U.S. Department of Agriculture (USDA), Rural Development
Community Programs provides grants to assist in the development of essential community facilities in rural areas and towns of up to 20,000 in population. Grants are authorized on a graduated scale. Applicants located in small communities with low populations and low incomes will receive a higher percentage of grants. Grants are available to public entities such as municipalities, counties, and special-purpose districts, as well as non-profit corporations and tribal governments. In addition, applicants must have the legal authority necessary for construction, operation, and maintenance of the proposed facility and also be unable to obtain needed funds from commercial sources at reasonable rates and terms.
Grant funds may be used to assist in the development of essential community facilities. Grant funds can be used to construct, enlarge, or improve community facilities for health care, public safety, and community and public services. This can include the purchase of equipment required for a facility's operation. A grant may be made in combination with other CF financial assistance such as a direct or guaranteed loan, applicant contributions, or loans and grants from other sources.
The Community Facilities Grant Program is typically used to fund projects under special initiatives, such as Native American community development efforts; child care centers linked with the Federal government's Welfare-to-Work initiative; Federally-designated Enterprise and Champion Communities, and the Northwest Economic Adjustment Initiative area.
Projects will be selected based on a priority point system. Projects that will receive priority are those that:
- Serve small communities - with the highest priority going to projects located in a community with a population of 5,000 or less.
- Serve low-income communities with the highest priority going to projects serving communities with median household incomes below the higher of the poverty line or 60% of the State non-metropolitan median household income.
- Provide healthcare, public safety, or public and community services
History of Funding
Examples of projects that have been funded in the past are available at www.rurdev.usda.gov/rhs/cf/cp.htm
Grant funds cannot be used to:
- Pay any annual recurring costs, including purchases or rentals that are generally considered to be operating and maintenance expenses;
- Construct or repair electric generating plants, electric transmission lines, or gas distribution lines to provide services for commercial sale;
- Pay costs to construct facilities to be used for commercial rental where the applicant has no control over tenants and services offered;
- Construct facilities primarily for the purpose of housing State, Federal or quasi-Federal agencies; or
- Finance recreational facilities or community antenna television services or facilities.
Grants are available to public entities such as municipalities, counties, and special-purpose districts, as well as non-profit corporations and tribal governments. Applicants located in small communities with low populations and low incomes will receive a higher percentage of grants.
The application process and deadline vary by region. Applications are filed with the USDA Rural Development field offices. Contact your Rural Development State Offices for detailed information and applications. For Rural Development State Office contacts visit www.rurdev.usda.gov/recd_map.html.

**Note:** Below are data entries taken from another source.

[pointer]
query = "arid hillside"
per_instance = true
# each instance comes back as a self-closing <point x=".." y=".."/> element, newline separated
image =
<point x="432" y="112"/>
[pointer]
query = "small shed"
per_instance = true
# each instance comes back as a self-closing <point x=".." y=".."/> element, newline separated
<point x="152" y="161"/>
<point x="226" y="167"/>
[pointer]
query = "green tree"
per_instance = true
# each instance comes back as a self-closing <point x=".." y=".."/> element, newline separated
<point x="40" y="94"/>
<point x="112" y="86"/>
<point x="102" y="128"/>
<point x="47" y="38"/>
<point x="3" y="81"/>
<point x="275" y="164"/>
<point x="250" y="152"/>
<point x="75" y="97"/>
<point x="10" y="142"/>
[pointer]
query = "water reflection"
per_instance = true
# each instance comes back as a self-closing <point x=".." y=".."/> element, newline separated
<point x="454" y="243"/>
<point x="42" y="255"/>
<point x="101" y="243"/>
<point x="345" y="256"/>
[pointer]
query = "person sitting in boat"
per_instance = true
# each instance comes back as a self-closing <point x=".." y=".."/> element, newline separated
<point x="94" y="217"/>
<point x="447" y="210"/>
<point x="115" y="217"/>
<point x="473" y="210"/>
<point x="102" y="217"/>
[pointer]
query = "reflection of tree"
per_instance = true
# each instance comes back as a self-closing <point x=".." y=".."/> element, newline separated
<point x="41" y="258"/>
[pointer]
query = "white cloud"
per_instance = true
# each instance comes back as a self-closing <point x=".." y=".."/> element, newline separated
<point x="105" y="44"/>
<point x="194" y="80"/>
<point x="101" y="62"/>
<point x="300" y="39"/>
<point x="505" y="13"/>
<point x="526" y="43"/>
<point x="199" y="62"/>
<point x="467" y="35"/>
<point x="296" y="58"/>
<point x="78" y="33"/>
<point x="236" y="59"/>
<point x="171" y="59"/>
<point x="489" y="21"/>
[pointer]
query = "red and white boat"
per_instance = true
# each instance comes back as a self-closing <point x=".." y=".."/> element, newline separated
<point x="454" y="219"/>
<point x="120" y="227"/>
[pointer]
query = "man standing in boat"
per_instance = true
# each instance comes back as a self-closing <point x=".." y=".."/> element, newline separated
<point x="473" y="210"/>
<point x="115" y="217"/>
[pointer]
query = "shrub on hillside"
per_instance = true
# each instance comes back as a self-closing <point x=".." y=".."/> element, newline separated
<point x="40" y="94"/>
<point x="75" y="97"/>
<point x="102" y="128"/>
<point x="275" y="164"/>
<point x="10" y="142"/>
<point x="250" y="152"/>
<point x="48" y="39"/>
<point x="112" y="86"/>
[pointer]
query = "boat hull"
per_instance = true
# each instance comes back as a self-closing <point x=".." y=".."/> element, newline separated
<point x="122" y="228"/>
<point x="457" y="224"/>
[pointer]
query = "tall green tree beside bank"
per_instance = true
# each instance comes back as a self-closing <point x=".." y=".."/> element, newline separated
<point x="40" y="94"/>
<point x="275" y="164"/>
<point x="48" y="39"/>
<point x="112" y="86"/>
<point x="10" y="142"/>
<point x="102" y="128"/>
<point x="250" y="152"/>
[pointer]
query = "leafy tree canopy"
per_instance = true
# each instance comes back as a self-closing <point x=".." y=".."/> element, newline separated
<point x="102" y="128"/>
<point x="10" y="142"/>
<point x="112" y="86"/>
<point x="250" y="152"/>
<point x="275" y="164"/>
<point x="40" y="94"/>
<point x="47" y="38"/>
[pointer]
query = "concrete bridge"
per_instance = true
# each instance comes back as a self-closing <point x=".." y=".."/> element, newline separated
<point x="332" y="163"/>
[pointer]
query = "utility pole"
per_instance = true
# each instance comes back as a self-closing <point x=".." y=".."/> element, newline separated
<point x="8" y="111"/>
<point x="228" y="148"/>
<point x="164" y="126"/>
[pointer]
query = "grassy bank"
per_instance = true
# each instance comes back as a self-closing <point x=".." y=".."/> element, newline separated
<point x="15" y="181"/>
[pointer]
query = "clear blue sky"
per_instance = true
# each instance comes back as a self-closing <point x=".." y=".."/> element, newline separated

The amount of grant assistance for project costs depends upon the median household income and the population in the community where the project is located and the availability of grant funds. In most instances, projects which receive grant assistance have a high priority and are highly leveraged with other loan and grant awards. Grant assistance may be available for up to 75% of project costs. Grant funding limitations are based on population and income, economic feasibility, and availability of funds.